Током шибает от ее прикосновения. Господи, хоть бы не упасть.
— Илья Сергеевич обещает, что скоро все будет нормально. Недели через две. Но домой можно выписываться к субботе.
— Вместе и выпишемся, — говорит Вика. — Дальше я уже худеть не хочу. Как я, нормально выгляжу?
Она разводит руки, поднимает подбородочек. Эффектнейшая женщина! Вот такие и снились мне, а я, дурак, гнал их.
— Я, кстати, завтра в Москву поеду, может, к вашим заехать? Хотя бы одежду взять, не в пижаме же вы отсюда выйдете.
Как я забыл об этом? Все, что было на мне в момент аварии, конечно, надо выбросить: окровавленные тряпки. Но и дома ничего приличного нет. Некуда мне было наряжаться. Как-то я купил один костюм, померил его и понял: чем лучше буду одеваться, тем смешней выглядеть, дома у меня джинсы, пара рубах… И потом, в квартире такой бардак, что Вика побоится переступить даже порог. Да я и не хочу, чтоб она этот порог переступала.

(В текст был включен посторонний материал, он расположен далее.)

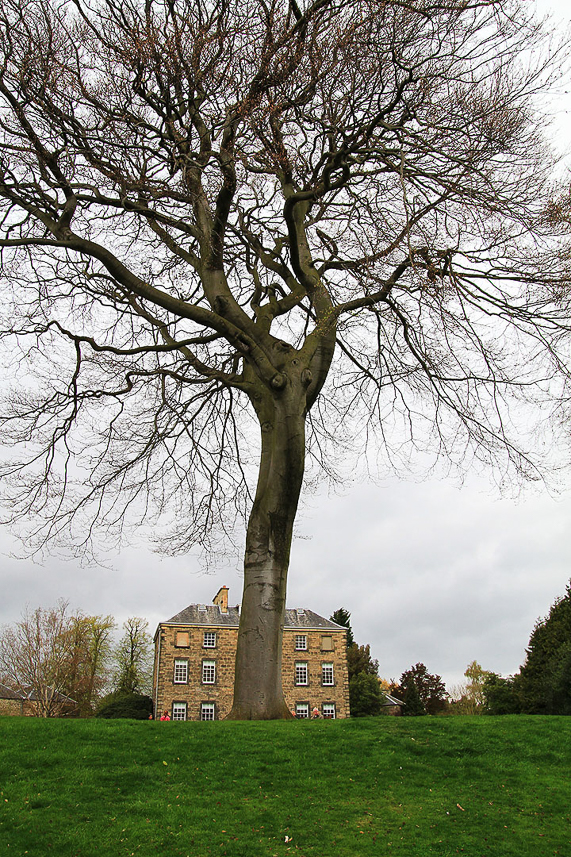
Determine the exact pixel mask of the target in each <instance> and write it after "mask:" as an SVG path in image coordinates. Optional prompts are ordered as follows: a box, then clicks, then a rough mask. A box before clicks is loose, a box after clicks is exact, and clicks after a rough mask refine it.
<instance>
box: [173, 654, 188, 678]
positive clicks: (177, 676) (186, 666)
mask: <svg viewBox="0 0 571 857" xmlns="http://www.w3.org/2000/svg"><path fill="white" fill-rule="evenodd" d="M174 683H175V684H187V683H188V661H183V660H180V659H179V658H177V659H176V660H175V662H174Z"/></svg>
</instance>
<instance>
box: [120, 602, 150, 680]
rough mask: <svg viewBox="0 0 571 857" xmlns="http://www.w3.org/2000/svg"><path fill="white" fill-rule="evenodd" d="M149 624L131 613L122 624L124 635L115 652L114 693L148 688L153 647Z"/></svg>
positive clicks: (120, 639) (143, 619)
mask: <svg viewBox="0 0 571 857" xmlns="http://www.w3.org/2000/svg"><path fill="white" fill-rule="evenodd" d="M148 628H149V623H148V622H147V620H146V619H141V618H140V617H139V616H132V617H130V618H129V619H127V621H126V622H124V623H123V631H124V633H123V636H122V637H121V639H120V640H119V643H118V645H117V646H116V648H115V652H114V661H115V676H114V690H115V692H116V693H148V692H149V691H150V689H151V678H152V661H153V649H152V638H151V635H150V634H149V631H148Z"/></svg>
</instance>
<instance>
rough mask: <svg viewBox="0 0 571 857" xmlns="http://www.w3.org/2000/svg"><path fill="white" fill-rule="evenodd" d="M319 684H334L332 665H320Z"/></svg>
mask: <svg viewBox="0 0 571 857" xmlns="http://www.w3.org/2000/svg"><path fill="white" fill-rule="evenodd" d="M321 684H323V685H332V684H335V681H334V679H333V664H321Z"/></svg>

— Вика, а если я дам вам деньги, вы на свой вкус что-нибудь подберете мне, а?
Она окинула меня взглядом портнихи, словно сняла мерку.
— Мы не так сделаем. Деньги студенту нужны, нечего ими бросаться. Все будет о'кей! Уберите свой кошелек, потом рассчитаемся.

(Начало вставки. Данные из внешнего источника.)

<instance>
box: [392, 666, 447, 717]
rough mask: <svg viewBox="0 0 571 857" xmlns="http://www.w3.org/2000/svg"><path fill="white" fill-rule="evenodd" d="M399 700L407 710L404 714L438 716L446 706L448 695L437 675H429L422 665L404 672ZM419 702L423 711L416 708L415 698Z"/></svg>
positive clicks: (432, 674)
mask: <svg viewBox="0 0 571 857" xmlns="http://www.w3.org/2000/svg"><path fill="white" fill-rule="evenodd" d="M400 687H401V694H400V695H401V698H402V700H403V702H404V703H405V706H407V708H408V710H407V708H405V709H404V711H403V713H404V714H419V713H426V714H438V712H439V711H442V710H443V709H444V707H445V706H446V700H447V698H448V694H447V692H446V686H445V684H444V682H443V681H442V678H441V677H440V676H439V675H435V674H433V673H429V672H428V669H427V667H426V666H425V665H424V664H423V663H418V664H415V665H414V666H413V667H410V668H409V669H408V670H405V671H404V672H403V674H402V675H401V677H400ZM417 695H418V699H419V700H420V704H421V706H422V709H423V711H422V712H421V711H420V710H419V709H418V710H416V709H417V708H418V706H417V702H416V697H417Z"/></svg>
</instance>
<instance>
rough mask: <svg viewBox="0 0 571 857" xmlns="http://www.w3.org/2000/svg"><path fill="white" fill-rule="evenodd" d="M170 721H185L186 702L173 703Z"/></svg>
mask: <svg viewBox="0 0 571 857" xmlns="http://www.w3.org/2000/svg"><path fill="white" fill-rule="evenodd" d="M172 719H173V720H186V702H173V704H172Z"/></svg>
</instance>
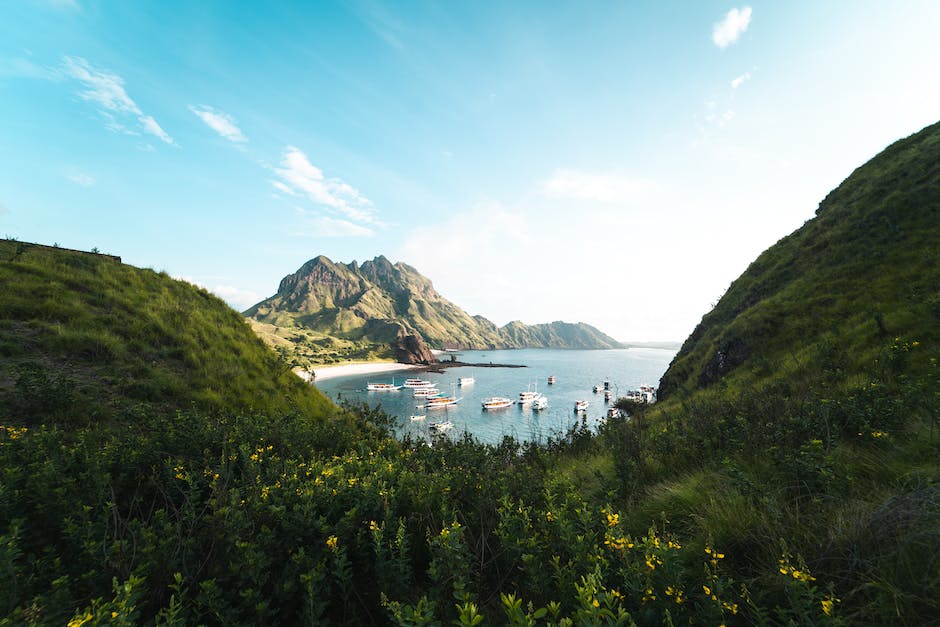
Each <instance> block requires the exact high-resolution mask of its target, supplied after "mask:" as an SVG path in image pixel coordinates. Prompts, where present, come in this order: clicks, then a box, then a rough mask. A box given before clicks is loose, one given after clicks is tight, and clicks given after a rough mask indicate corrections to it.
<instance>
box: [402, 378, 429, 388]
mask: <svg viewBox="0 0 940 627" xmlns="http://www.w3.org/2000/svg"><path fill="white" fill-rule="evenodd" d="M433 386H434V384H433V383H431V382H430V381H425V380H424V379H405V387H406V388H428V387H433Z"/></svg>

Из двери корпуса вышла помощница Ильи Сергеевича, Света:
— Костя. — У нее строгий голос учительницы. — Пора на процедуры.
…Несмотря на поздний вечер, на приличное количество выпитого спиртного, сон никак не приходит. Я лежу в постели в темной, неосвещенной палате и смотрю на дальние сполохи грозы. Что-то со мной происходит. Истекающего кровью, меня привозят в больницу. Делают блестящую операцию. Предлагают хорошую работу, хорошие деньги. Их не надо воровать. Мне улыбаются, со мной советуются. Значит, и так можно жить? Значит, мне просто не везло до этого? Вот пойду к Федору Савельевичу, год поработаю, оденусь, обставлю квартиру — и ну их к черту, этих Максов, Саньков, ювелирные, маски-чулки на головах. Да, с ювелирным надо что-то придумать. Не хочу, чтоб за мной долги оставались. Не спьяну это надо обмозговать, но надо!

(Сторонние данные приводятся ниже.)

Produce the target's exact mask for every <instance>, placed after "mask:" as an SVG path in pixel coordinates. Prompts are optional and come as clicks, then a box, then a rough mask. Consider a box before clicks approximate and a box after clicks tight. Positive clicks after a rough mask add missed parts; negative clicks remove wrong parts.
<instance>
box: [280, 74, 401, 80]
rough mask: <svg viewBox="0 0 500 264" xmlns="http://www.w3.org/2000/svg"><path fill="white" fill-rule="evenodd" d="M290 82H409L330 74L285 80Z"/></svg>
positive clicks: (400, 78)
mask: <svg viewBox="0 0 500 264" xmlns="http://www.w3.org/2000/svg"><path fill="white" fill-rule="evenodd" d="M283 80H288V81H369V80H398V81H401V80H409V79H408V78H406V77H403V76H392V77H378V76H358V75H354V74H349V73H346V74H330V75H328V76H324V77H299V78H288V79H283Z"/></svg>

Человека, говорят, формирует среда. Какой же я был дурак, что даже не пробовал сменить ее! Я не верил, что это возможно. Не верил до тех пор, пока не ткнули меня мордой в камни. И хорошо сделали, что ткнули! Теперь все будет не так.
Только бы утряслось дело с кольцами и браслетами.
Илья Сергеевич легонько ощупывает мой подбородок:
— Удивительный клей! Все держит и не мешает костям срастаться, понимаете? У вас тут крошево было, а сейчас — вполне приличный подбородок. Даже лучше, чем был. Без дефектов. Я выпрямил кое-что… Вот почему так настойчиво прошу у вас фотографию.
Я не любил фотографироваться, была на то причина. Лишь на паспорт щелкнулся — как без этого? С тех пор в пакетике, выданном в фотоателье, оставшиеся снимки и лежат. Куда я засунул этот пакетик, даже не помню. Придется поискать. Разве можно отказать в просьбе такому врачу!
— Приедете ко мне. — Он пишет на больничном листке дату, ставит внизу свою подпись, печать, вопросительно смотрит на меня. — Вам все это нужно? У меня ведь в основном специфическая категория клиентов, они нуждаются в моем внимании, а бумаги их не интересуют. Я одному как-то выписал больничный, так он даже обиделся: не принимайте, мол, меня, за совка. С тех пор у всех спрашиваю, не обижу ли?